Les centrales Inga I et II, dotées d’une capacité installée dépassant 1,7 GW, représentent 90 % de l’électricité consommée à Kinshasa. Pourtant, malgré leur potentiel, la sous-station qui dessert ces installations était vétuste, limitant l’utilisation optimale de l’énergie produite. La modernisation, qui a été effectuée par phases en raison de la nécessité de maintenir l’opération des installations, a été entravée par des restrictions dues à la pandémie de COVID-19. Cependant, l’intégration des quatre unités de production a été finalisée avec succès cette année, marquant une avancée majeure.
L’électricité en République Démocratique du Congo reste un luxe inaccessibile pour la majorité de la population : moins d’une personne sur cinq bénéficie d’une connexion électrique, laissant 16 millions de foyers à la merci de générateurs diesel coûteux ou complètement privés de courant. La modernisation de la sous-station vise à changer cette dynamique, avec l’objectif de fournir une électricité fiable aux entreprises et aux ménages. Selon Markus Schlömann, représentant de KfW, « la distribution d’électricité est souvent sous-estimée, mais elle est tout aussi cruciale que la production elle-même ».

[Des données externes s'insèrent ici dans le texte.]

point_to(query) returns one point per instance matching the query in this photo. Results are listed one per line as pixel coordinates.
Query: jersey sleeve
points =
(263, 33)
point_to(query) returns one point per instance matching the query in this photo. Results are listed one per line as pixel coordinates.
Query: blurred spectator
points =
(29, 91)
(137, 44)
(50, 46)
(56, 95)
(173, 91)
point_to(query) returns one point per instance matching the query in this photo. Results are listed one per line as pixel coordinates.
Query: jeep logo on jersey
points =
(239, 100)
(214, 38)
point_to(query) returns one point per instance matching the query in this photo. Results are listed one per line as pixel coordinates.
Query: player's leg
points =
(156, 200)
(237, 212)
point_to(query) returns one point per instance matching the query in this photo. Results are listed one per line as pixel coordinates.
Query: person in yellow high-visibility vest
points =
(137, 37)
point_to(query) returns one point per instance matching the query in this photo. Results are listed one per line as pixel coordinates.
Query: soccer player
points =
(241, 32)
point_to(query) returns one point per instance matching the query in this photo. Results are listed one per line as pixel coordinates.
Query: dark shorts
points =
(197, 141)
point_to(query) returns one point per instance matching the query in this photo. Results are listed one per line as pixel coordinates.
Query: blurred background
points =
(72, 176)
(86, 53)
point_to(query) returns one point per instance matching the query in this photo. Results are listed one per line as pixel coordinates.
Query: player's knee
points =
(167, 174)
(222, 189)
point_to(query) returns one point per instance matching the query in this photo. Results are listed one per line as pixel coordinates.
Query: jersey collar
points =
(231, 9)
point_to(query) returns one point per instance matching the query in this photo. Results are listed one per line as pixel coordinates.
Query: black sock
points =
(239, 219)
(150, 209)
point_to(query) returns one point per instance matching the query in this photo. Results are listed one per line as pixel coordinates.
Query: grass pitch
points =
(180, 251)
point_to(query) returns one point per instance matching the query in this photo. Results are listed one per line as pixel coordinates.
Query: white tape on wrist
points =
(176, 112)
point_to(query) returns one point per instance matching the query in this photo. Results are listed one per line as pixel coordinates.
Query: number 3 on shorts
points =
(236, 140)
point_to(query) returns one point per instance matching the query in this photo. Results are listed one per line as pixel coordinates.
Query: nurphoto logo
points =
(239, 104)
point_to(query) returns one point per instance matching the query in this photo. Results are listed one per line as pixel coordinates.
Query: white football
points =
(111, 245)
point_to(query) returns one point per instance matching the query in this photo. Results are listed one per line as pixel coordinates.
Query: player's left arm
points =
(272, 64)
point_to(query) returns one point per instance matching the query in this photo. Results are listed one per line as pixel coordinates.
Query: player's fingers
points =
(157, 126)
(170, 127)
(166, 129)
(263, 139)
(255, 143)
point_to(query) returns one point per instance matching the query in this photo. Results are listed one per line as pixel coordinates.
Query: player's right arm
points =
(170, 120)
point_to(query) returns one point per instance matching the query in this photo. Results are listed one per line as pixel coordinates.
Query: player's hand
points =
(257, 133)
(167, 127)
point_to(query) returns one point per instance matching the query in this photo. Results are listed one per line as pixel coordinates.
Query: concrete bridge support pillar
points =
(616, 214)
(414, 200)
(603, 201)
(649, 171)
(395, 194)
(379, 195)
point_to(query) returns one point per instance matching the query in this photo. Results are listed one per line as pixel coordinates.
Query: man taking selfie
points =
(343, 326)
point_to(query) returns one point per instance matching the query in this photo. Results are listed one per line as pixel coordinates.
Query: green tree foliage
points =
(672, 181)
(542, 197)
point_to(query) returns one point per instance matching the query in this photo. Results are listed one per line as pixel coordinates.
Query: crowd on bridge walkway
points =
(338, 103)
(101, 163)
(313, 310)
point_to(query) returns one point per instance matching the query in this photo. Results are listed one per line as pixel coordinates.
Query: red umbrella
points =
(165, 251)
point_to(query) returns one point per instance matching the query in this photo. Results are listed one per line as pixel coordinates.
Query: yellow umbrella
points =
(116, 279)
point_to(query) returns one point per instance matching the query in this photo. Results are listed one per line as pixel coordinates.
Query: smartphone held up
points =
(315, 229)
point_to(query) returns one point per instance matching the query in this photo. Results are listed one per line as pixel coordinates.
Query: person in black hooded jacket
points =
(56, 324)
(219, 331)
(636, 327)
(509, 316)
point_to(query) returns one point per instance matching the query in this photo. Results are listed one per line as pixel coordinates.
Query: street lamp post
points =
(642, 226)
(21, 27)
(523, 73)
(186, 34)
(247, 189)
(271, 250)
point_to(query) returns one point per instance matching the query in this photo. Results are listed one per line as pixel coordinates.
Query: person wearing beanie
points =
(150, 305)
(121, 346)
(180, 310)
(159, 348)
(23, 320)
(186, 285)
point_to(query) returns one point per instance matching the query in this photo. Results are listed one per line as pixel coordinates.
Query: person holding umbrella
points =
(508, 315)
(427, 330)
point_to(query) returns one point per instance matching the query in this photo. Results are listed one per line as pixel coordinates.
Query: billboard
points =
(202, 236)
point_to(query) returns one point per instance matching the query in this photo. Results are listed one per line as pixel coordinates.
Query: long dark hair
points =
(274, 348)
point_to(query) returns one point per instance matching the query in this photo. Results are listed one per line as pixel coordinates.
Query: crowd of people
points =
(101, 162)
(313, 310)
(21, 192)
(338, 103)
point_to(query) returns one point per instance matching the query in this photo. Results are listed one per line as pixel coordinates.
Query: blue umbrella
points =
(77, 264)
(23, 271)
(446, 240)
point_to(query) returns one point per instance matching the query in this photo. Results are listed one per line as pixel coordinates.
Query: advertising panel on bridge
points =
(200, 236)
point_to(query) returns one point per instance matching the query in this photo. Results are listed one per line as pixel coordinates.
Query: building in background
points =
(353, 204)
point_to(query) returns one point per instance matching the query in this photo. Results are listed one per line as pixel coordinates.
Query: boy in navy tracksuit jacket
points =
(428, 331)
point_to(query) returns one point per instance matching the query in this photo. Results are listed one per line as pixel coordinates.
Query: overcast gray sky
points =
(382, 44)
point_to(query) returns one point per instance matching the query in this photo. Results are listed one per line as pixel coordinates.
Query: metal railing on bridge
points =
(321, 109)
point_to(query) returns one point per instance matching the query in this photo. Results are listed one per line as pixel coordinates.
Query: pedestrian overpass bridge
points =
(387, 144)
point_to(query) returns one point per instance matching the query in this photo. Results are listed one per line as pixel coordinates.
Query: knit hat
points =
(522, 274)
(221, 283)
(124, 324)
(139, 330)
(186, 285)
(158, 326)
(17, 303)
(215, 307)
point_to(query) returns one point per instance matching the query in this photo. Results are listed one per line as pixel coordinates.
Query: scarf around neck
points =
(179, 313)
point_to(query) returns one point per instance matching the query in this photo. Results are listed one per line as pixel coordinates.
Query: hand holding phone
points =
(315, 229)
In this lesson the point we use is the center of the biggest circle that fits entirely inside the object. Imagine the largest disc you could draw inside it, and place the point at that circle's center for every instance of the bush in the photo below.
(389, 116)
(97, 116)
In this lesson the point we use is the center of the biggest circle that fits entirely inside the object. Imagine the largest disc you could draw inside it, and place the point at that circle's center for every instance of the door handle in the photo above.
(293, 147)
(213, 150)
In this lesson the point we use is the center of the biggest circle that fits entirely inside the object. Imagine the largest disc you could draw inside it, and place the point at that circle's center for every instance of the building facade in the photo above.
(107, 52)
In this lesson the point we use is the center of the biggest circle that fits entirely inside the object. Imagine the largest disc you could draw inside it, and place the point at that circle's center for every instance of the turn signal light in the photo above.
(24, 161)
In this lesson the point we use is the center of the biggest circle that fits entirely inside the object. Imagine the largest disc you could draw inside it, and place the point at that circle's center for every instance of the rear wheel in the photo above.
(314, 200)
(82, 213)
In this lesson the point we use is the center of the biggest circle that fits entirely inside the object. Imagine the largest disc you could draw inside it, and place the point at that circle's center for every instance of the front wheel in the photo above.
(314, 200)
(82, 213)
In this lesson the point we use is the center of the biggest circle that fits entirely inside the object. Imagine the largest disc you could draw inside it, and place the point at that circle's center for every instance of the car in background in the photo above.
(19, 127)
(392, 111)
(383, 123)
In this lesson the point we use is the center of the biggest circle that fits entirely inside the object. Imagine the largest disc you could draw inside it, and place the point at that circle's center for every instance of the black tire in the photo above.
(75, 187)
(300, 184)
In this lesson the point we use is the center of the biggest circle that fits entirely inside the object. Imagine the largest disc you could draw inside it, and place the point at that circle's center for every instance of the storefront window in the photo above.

L’ambition de ce projet va au-delà de la simple modernisation d’une infrastructure. Elle s’inscrit dans une vision plus large pour l’avenir énergétique du DRC. Avec une capacité hydroélectrique estimée à 100 GW, le pays possède l’un des plus grands potentiels énergétiques renouvelables en Afrique. La modernisation de la sous-station d’Inga pourrait ainsi catalyser un développement économique durable, tout en répondant à la demande croissante d’électricité.
La Banque mondiale envisage également d’étendre davantage les centrales Inga, reconnaissant l’importance de cette infrastructure pour le développement régional. L’engagement de l’Allemagne à soutenir l’exploitation de ces ressources renouvelables souligne le rôle stratégique de la DRC en tant que partenaire de paix et de développement dans la région des Grands Lacs. En rendant l’approvisionnement en électricité plus fiable et plus efficace, ce projet pourrait transformer la vie quotidienne de millions de Congolais, tout en ouvrant la voie à une croissance économique durable et inclusive. Les yeux sont désormais rivés sur les prochaines étapes de cette initiative cruciale, alors que la DRC aspire à réaliser pleinement son potentiel énergétique.